Hospitals and physicians in New York continue to earn nearly all of their private insurance revenue from fee-for-service, even though roughly one-third of payments are tied to performance.
About 95% of payments made by New York's commercial health insurers (PDF) are fee-for-service, according to a survey conducted by the state's Department of Financial Services and reported by the group Catalyst for Payment Reform. A closer look shows roughly 34% of payments are tied to performance on quality, though a minority—15%—use both potential penalties and bonuses as incentives. The remaining 85% offer bonuses with no penalty risk.
Pay-for-performance bonuses were the most common incentives, followed by shared savings, such as accountable care, which reward hospitals and doctors for reducing the cost of care by allowing them to keep a share of the resulting savings, as long as they meet quality targets. About 1% of the New York commercial insurance market uses full capitation.

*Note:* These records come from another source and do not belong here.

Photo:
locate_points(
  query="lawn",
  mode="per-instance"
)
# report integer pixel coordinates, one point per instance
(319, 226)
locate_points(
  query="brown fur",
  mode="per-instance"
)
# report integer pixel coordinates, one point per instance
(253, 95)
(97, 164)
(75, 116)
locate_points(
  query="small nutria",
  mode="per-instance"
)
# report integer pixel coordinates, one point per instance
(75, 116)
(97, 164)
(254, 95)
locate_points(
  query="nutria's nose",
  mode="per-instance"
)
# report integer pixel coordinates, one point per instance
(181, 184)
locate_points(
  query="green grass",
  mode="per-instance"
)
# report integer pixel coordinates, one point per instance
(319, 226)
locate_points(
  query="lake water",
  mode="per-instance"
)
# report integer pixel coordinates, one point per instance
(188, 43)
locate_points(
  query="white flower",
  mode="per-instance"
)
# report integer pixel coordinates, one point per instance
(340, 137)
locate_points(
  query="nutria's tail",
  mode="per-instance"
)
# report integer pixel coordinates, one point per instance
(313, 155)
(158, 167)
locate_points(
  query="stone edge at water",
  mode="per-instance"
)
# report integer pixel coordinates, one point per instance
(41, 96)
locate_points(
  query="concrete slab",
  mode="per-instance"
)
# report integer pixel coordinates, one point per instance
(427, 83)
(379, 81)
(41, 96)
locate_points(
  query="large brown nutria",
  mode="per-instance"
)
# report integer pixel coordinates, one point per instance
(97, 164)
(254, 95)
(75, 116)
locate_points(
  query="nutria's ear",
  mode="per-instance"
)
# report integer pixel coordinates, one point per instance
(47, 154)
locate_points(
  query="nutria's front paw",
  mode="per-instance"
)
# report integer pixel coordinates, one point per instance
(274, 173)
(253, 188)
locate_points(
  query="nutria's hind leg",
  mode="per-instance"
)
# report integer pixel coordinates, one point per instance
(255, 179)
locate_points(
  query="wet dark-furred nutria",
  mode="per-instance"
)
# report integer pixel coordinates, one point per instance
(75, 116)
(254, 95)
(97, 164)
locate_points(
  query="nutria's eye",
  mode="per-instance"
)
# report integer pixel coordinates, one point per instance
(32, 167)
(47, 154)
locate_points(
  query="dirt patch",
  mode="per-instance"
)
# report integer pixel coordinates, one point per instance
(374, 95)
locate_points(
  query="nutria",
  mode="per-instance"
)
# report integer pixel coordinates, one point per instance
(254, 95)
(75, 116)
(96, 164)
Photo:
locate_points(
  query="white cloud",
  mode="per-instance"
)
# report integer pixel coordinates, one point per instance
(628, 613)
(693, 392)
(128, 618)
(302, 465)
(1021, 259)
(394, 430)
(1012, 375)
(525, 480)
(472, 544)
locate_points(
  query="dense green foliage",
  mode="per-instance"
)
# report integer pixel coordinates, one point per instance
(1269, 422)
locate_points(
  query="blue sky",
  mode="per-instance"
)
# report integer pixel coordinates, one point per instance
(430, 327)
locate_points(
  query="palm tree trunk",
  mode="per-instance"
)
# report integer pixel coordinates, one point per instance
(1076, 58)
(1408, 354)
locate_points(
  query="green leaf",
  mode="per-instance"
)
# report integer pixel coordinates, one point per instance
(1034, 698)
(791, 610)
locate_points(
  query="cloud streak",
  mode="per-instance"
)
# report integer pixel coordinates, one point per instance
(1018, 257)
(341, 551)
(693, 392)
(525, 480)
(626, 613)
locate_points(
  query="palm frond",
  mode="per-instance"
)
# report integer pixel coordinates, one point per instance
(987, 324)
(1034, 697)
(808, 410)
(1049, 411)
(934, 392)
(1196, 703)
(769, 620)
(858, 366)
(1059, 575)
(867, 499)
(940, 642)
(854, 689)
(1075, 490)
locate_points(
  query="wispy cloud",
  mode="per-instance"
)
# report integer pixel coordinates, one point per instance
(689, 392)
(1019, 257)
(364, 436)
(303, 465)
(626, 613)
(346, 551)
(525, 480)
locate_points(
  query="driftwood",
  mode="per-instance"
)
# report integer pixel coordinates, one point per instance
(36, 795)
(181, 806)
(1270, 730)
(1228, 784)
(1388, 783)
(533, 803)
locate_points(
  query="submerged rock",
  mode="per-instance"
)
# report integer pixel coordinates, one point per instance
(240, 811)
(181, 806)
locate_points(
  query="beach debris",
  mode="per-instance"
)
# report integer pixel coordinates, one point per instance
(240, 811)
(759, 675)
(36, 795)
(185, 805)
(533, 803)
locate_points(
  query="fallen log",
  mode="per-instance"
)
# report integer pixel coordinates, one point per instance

Primary-care doctor and hospitals are the most likely to have contracts with incentives for quality, with 46% and 47%, respectively, of payments under such contracts. The share of specialists payments tied to quality incentives totaled 15%.
New York Medicaid (PDF) has shifted more of its spending out of fee-for-service, with nearly three-quarters, or about 73%, of payments under the traditional payment model. Medicaid was also more likely to require contracts with both penalties and bonuses for performance, with 46% of their payments under such models. Shared savings amounted to 13% of New York Medicaid payments and shared risk accounted for another 12%.